In a recent post I wrote about working on revisions, I said that I often look for beginner-type slips, for example, where I may have used a tag line that is substituting for emotion. The Mutt commented that he wondered what I meant, and I thought that this would make a great topic. A lot of my students do this, and even published authors sneak this in once in a while. Here’s a “for instance” that may help explain:
“You are such an idiot,” screamed Zelda. “You are an uncouth moron and I don’t know what I ever saw in you,” she cried.
“But I thought you loved me,” stammered Hank. “Didn’t that day in the dentist’s chair mean anything to you?” he whined.
“If you ever tell anyone about that,” threatened Zelda, “I’ll deny it.

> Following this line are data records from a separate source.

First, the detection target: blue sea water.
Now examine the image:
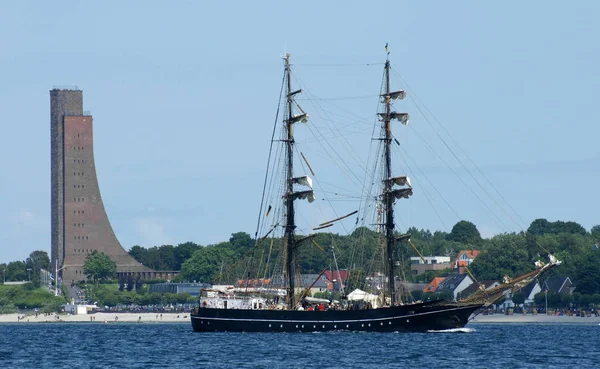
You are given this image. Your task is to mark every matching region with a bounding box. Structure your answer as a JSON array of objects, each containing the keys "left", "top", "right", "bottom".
[{"left": 0, "top": 323, "right": 600, "bottom": 369}]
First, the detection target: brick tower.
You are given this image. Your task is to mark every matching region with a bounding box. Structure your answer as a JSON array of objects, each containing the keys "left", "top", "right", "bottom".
[{"left": 50, "top": 89, "right": 152, "bottom": 282}]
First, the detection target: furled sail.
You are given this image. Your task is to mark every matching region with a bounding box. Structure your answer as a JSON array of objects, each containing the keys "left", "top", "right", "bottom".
[
  {"left": 381, "top": 90, "right": 406, "bottom": 100},
  {"left": 293, "top": 176, "right": 313, "bottom": 188},
  {"left": 378, "top": 111, "right": 410, "bottom": 125},
  {"left": 388, "top": 176, "right": 412, "bottom": 187},
  {"left": 292, "top": 190, "right": 315, "bottom": 202},
  {"left": 289, "top": 113, "right": 308, "bottom": 124},
  {"left": 390, "top": 187, "right": 412, "bottom": 199}
]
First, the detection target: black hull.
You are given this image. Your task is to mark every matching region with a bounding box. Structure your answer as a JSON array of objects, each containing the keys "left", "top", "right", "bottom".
[{"left": 191, "top": 302, "right": 482, "bottom": 332}]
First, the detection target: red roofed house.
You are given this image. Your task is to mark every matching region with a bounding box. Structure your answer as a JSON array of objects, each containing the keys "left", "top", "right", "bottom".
[
  {"left": 454, "top": 250, "right": 481, "bottom": 274},
  {"left": 423, "top": 277, "right": 445, "bottom": 292}
]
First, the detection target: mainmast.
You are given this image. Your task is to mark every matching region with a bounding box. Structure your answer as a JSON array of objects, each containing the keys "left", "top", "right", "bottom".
[
  {"left": 379, "top": 44, "right": 412, "bottom": 305},
  {"left": 283, "top": 54, "right": 314, "bottom": 309}
]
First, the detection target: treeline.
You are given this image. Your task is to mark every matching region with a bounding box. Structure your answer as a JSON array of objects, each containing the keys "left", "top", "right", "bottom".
[
  {"left": 130, "top": 219, "right": 600, "bottom": 294},
  {"left": 129, "top": 242, "right": 202, "bottom": 270},
  {"left": 0, "top": 250, "right": 51, "bottom": 287}
]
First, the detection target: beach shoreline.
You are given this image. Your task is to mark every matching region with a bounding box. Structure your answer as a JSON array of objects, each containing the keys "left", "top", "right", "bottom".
[
  {"left": 469, "top": 314, "right": 600, "bottom": 325},
  {"left": 0, "top": 312, "right": 600, "bottom": 325},
  {"left": 0, "top": 312, "right": 190, "bottom": 324}
]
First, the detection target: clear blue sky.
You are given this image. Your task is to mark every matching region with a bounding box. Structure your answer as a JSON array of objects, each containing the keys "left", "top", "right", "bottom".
[{"left": 0, "top": 0, "right": 600, "bottom": 262}]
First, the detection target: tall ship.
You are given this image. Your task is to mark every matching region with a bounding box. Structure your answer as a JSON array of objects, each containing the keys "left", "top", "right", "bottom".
[{"left": 191, "top": 46, "right": 496, "bottom": 332}]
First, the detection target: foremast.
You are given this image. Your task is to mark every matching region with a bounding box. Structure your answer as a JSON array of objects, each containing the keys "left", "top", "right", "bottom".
[
  {"left": 283, "top": 54, "right": 314, "bottom": 310},
  {"left": 379, "top": 49, "right": 412, "bottom": 305}
]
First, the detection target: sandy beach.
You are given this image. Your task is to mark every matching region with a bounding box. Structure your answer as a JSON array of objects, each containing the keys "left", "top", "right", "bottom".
[
  {"left": 0, "top": 313, "right": 190, "bottom": 324},
  {"left": 0, "top": 313, "right": 600, "bottom": 325},
  {"left": 470, "top": 314, "right": 600, "bottom": 325}
]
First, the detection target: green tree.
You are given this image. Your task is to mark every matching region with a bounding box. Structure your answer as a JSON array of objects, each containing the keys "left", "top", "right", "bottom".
[
  {"left": 129, "top": 245, "right": 147, "bottom": 265},
  {"left": 83, "top": 250, "right": 117, "bottom": 281},
  {"left": 590, "top": 224, "right": 600, "bottom": 242},
  {"left": 512, "top": 291, "right": 525, "bottom": 306},
  {"left": 173, "top": 242, "right": 201, "bottom": 270},
  {"left": 6, "top": 261, "right": 27, "bottom": 281},
  {"left": 181, "top": 244, "right": 234, "bottom": 283},
  {"left": 25, "top": 250, "right": 50, "bottom": 287},
  {"left": 471, "top": 234, "right": 534, "bottom": 280},
  {"left": 446, "top": 220, "right": 481, "bottom": 245}
]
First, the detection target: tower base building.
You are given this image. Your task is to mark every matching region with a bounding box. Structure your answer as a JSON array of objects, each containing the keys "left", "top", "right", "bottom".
[{"left": 50, "top": 89, "right": 152, "bottom": 283}]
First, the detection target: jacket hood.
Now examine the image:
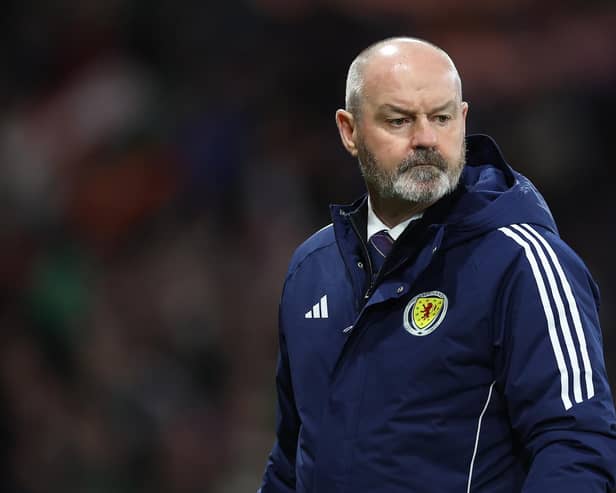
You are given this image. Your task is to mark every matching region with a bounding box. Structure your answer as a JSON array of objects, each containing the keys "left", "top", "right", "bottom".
[{"left": 438, "top": 135, "right": 558, "bottom": 245}]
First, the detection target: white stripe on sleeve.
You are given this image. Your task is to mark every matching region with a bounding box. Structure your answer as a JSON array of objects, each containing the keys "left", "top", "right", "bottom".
[
  {"left": 511, "top": 224, "right": 582, "bottom": 403},
  {"left": 522, "top": 224, "right": 595, "bottom": 399},
  {"left": 499, "top": 227, "right": 572, "bottom": 409}
]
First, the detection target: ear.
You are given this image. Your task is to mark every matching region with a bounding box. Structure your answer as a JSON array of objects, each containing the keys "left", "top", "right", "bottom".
[
  {"left": 336, "top": 110, "right": 357, "bottom": 157},
  {"left": 462, "top": 101, "right": 468, "bottom": 131}
]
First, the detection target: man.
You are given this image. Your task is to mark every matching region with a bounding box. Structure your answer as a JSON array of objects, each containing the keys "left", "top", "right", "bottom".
[{"left": 260, "top": 38, "right": 616, "bottom": 493}]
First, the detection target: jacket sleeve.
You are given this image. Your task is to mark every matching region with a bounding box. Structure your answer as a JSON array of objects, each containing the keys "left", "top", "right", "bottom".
[
  {"left": 496, "top": 225, "right": 616, "bottom": 493},
  {"left": 257, "top": 296, "right": 300, "bottom": 493}
]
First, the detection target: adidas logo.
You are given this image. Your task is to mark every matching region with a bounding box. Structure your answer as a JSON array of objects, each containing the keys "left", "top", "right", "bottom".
[{"left": 304, "top": 295, "right": 328, "bottom": 318}]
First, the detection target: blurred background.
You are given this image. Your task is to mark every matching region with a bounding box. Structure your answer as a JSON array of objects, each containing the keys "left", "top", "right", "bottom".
[{"left": 0, "top": 0, "right": 616, "bottom": 493}]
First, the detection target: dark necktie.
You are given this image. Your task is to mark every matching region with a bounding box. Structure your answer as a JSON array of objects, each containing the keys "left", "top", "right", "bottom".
[{"left": 368, "top": 230, "right": 394, "bottom": 275}]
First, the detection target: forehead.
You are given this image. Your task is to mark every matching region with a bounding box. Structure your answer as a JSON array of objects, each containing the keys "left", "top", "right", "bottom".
[{"left": 363, "top": 52, "right": 460, "bottom": 106}]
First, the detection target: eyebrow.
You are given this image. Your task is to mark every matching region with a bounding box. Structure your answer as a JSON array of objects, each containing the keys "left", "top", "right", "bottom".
[{"left": 380, "top": 100, "right": 456, "bottom": 115}]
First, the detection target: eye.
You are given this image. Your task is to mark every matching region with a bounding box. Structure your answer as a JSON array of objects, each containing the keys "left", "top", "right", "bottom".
[
  {"left": 387, "top": 118, "right": 409, "bottom": 127},
  {"left": 434, "top": 115, "right": 451, "bottom": 123}
]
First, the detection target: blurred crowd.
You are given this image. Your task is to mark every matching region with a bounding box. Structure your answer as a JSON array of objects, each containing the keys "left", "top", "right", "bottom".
[{"left": 0, "top": 0, "right": 616, "bottom": 493}]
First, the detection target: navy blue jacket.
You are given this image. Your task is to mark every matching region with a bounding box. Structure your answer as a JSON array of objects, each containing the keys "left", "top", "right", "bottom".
[{"left": 260, "top": 136, "right": 616, "bottom": 493}]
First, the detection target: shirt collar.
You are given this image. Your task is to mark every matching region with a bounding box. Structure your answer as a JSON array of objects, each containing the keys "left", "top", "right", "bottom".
[{"left": 366, "top": 196, "right": 423, "bottom": 241}]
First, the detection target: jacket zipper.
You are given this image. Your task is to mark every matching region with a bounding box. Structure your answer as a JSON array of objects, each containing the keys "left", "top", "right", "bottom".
[{"left": 347, "top": 214, "right": 376, "bottom": 300}]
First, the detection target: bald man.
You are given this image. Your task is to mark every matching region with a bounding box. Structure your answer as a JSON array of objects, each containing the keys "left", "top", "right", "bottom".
[{"left": 260, "top": 38, "right": 616, "bottom": 493}]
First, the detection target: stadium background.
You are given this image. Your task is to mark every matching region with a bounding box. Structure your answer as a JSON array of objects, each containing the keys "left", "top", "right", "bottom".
[{"left": 0, "top": 0, "right": 616, "bottom": 493}]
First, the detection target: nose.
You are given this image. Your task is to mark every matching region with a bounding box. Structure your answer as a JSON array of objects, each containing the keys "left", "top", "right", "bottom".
[{"left": 411, "top": 117, "right": 436, "bottom": 149}]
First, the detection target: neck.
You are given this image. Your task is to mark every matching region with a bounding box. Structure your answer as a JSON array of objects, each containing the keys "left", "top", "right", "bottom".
[{"left": 369, "top": 191, "right": 432, "bottom": 228}]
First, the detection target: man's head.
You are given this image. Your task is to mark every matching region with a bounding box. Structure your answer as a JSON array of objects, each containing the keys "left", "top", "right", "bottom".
[{"left": 336, "top": 38, "right": 468, "bottom": 217}]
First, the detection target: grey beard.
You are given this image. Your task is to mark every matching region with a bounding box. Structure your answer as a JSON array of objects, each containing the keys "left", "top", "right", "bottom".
[{"left": 359, "top": 145, "right": 466, "bottom": 204}]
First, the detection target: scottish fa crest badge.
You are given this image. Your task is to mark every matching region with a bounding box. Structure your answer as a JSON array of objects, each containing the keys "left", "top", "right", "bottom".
[{"left": 403, "top": 291, "right": 447, "bottom": 336}]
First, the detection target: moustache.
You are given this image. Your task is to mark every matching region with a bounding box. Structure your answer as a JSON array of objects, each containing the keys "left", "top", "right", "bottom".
[{"left": 398, "top": 149, "right": 447, "bottom": 174}]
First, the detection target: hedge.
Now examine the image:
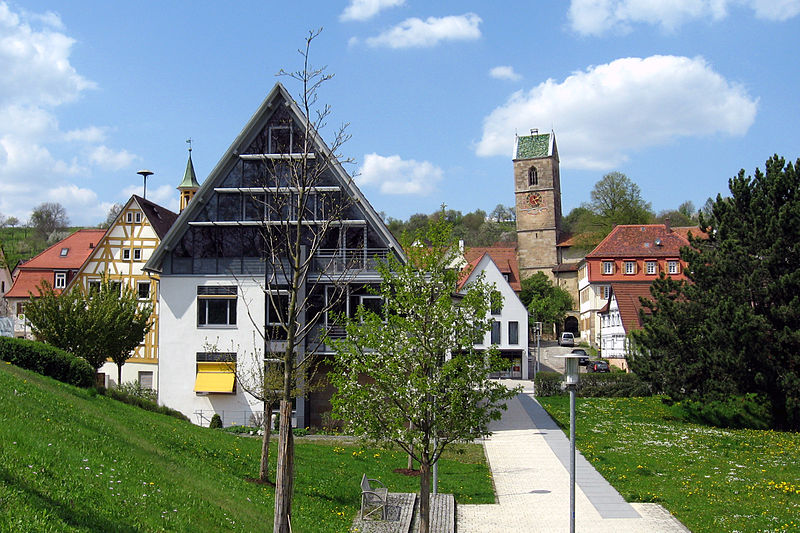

You’ll regret you ever met me.”
“I think I already do,” sobbed Hank.
The reality here is that this is a highly emotional scene, but in this case the writer doesn’t trust the reader to get the emotion through dialog alone, so she (yes, I wrote it) has added enhanced tags like sobbed, threatened, stammered, etc. to really drive home the point to the reader.
So what’s wrong with that? Well, first off it means that the writer is treating the reader with disrespect. The purpose of the tag line is only to indicate who is speaking, to make it easier for the reader to follow along. Often, tag lines are completely unnecessary. The writer can substitute action to help build the emotion, or can add physical or emotional details to bring the scene more fully to life. When tag lines are necessary, the best choices are said, asked, answered, or replied. Readers use these only as brief markers, typically ignoring them to move more quickly along in the story – which is ultimately what we want them to do, isn’t it?
So let’s look again at that scene with a bit of revision on the tag lines, adding some action and descriptive detail to create the emotion instead.
“You are such an idiot,” Zelda said. Her cold eyes stared at Hank through the black curtain of her hair sending an icy chill up his spine. “You are an uncouth moron and I don’t know what I ever saw in you.”
“But I thought you loved me.” Hank looked at her; disbelief flooded his body. “Didn’t that day in the dentist’s chair mean anything to you?” His heart ached at the memory of their sacred moment shared in secret.
“If you ever tell anyone about that,” Zelda said, her skeletal hand gripped tightly around her umbrella, “I’ll deny it. You’ll regret you ever met me.”
Hank took a step backward. “I think I already do.”
Yes, it’s a wee bit over the top because of the subject, but you get the idea. The emotion should be created by the body language, the dialog itself, and the characters’ emotional reactions, but it should not be forced down the reader’s throat by tag lines.
Another situation where we see this same issue is a tag line and adverb combined. Whispering softly, laughing loudly, etc. is a dead give-away that the writer is being lazy, not really wanting to spend the time writing specific detail. For example:
Almost inaudibly, she breathed her reply. “Yes.”
“Oh, it’s so beautiful,” she sighed wistfully.
“That’s an order, private,” he barked forcefully.
These are the cliches of dialog. This is really lazy writing at it’s – uh – finest. Not only is the writer trying to force the emotion through an inappropriate tag, but then he or she backs it up with one of the English language’s most worthless descriptors – an adverb. Those pesky “ly” words often look like they are adding detail, but they’re a short cut really. And no, these I didn’t write – they come from (believe it or not) published books.
This is where, during revision, a real writer gets to work and eliminates the lazy stuff, supplanting it with solid writing that actually says something meaningful to the writer. Here is one example of how I would rewrite – not that my way is the only way, but this is my blog:
“Oh, it’s so beautiful,” Lydia said. She let out a small sigh as she watched the sun bow deeper behind the mountains and turn the sky a collection of purples and blues.
Pushy tag lines, especially when combined with adverbs, are lazy writing. A writer who avoids using them will have to work a little harder, true, but the reward is something more solidly written and readers who come back for more.